Bu gerçeğe karşın ne yazık ki, şu günlerde sosyal demokrat siyasette ön almış olanlar, böyle antiemperyalist ve doğru bir söylemle yola çıkmak ve yanlarına bu konuda kendilerine güç katabilecek bazı kesimleri de alabilmek varken, tam aksine; olaya “sağ”ından yanaşmakta, böylece başarı şanslarını azaltmakta ve bunu yaparken belki de sosyal demokrat siyasetlerinin ne kadar geniş kitleleri kapsamakta olduğunu düşünmektedirler.

Haydi bu söylemimizi bir espriyle yumuşatalım: Acaba “sağlarına” adam almakla kendileri ortaya çıkan resimde böylece daha solda mı görünmek istemektedirler dersiniz?
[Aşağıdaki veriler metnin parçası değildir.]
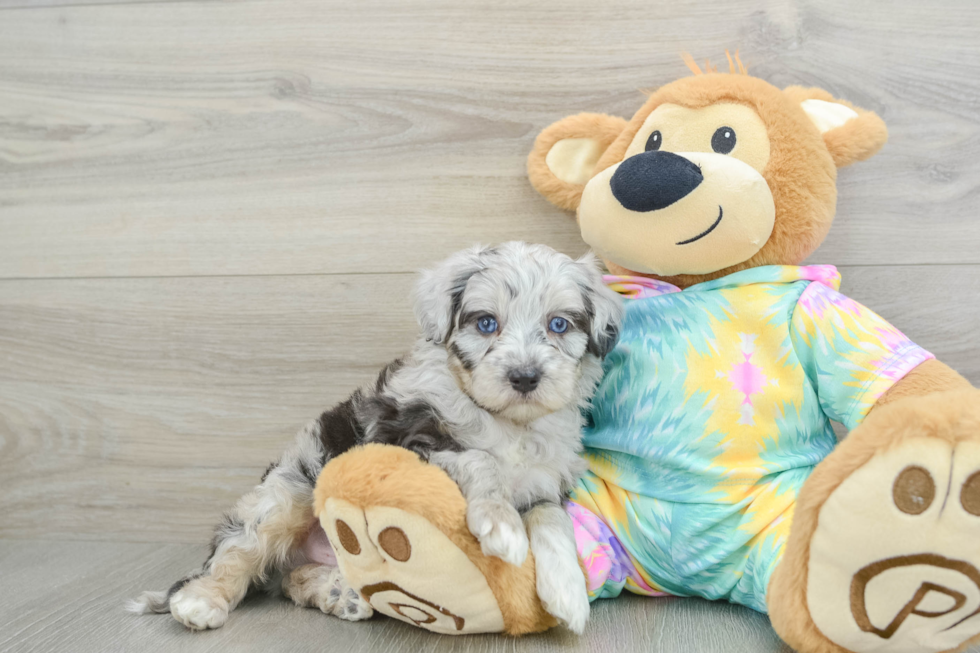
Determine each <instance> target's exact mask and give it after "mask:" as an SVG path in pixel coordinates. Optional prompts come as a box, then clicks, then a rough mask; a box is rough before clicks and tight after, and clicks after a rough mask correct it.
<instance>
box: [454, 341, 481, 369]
mask: <svg viewBox="0 0 980 653" xmlns="http://www.w3.org/2000/svg"><path fill="white" fill-rule="evenodd" d="M449 353H450V354H452V355H453V357H455V358H456V360H458V361H459V363H460V365H462V366H463V369H464V370H466V371H467V372H470V371H472V370H473V368H474V367H475V364H474V363H473V361H471V360H470V359H469V358H467V357H466V354H464V353H463V350H462V349H460V348H459V345H457V344H456V343H455V342H452V343H450V344H449Z"/></svg>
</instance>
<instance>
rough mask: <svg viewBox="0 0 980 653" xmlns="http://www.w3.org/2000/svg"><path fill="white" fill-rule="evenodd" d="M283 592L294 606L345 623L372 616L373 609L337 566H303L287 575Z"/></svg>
mask: <svg viewBox="0 0 980 653" xmlns="http://www.w3.org/2000/svg"><path fill="white" fill-rule="evenodd" d="M282 591H283V594H285V595H286V596H287V597H289V598H291V599H292V600H293V603H295V604H296V605H299V606H302V607H304V608H318V609H319V610H320V611H321V612H324V613H326V614H332V615H334V616H335V617H340V618H341V619H346V620H347V621H361V620H362V619H368V618H370V617H371V615H373V614H374V608H372V607H371V604H370V603H368V602H367V601H365V600H364V599H363V598H362V597H361V595H360V594H358V593H357V591H356V590H354V589H353V588H352V587H351V586H350V585H348V584H347V580H346V579H345V578H344V575H343V574H342V573H340V569H338V568H337V567H329V566H327V565H302V566H301V567H297V568H295V569H293V570H292V571H291V572H289V573H288V574H286V577H285V578H283V581H282Z"/></svg>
Bizler işin başlangıcı olması gereken antiemperyalizmi es geçip gider de, “bizden kazandığını kendi içinde nasıl paylaşacağı üzerine” ince modeller üreten kimi batılı ülkelerin sadece “kendine sosyal demokrat” politikalarına bel bağlar, kendimiz için onlardan medet umar, destek bekler, dümen suyunu izler ve taklit etmeye çalışırsak;
korkarım ki -bir süre sonra onlardan aldığımız derslerden sınıfı geçsek bile- o gün elimizde, bırakın kendi halkımıza sosyal demokratça paylaştırılabilecek fazla bir şeyimiz olup olmayacağını, kendini hep arkadan esen rüzgârlara koyuvermiş milli burjuvazimize bile öyle dişe dokunur pek bir şeyler kalmayacaktır.
Dolayısıyla, bizim sosyal demokrasimiz bir kısım batılı sosyal demokratlarınkinden daha da farklılaşarak antiemperyalist bir omurgaya kavuşturulmalıdır.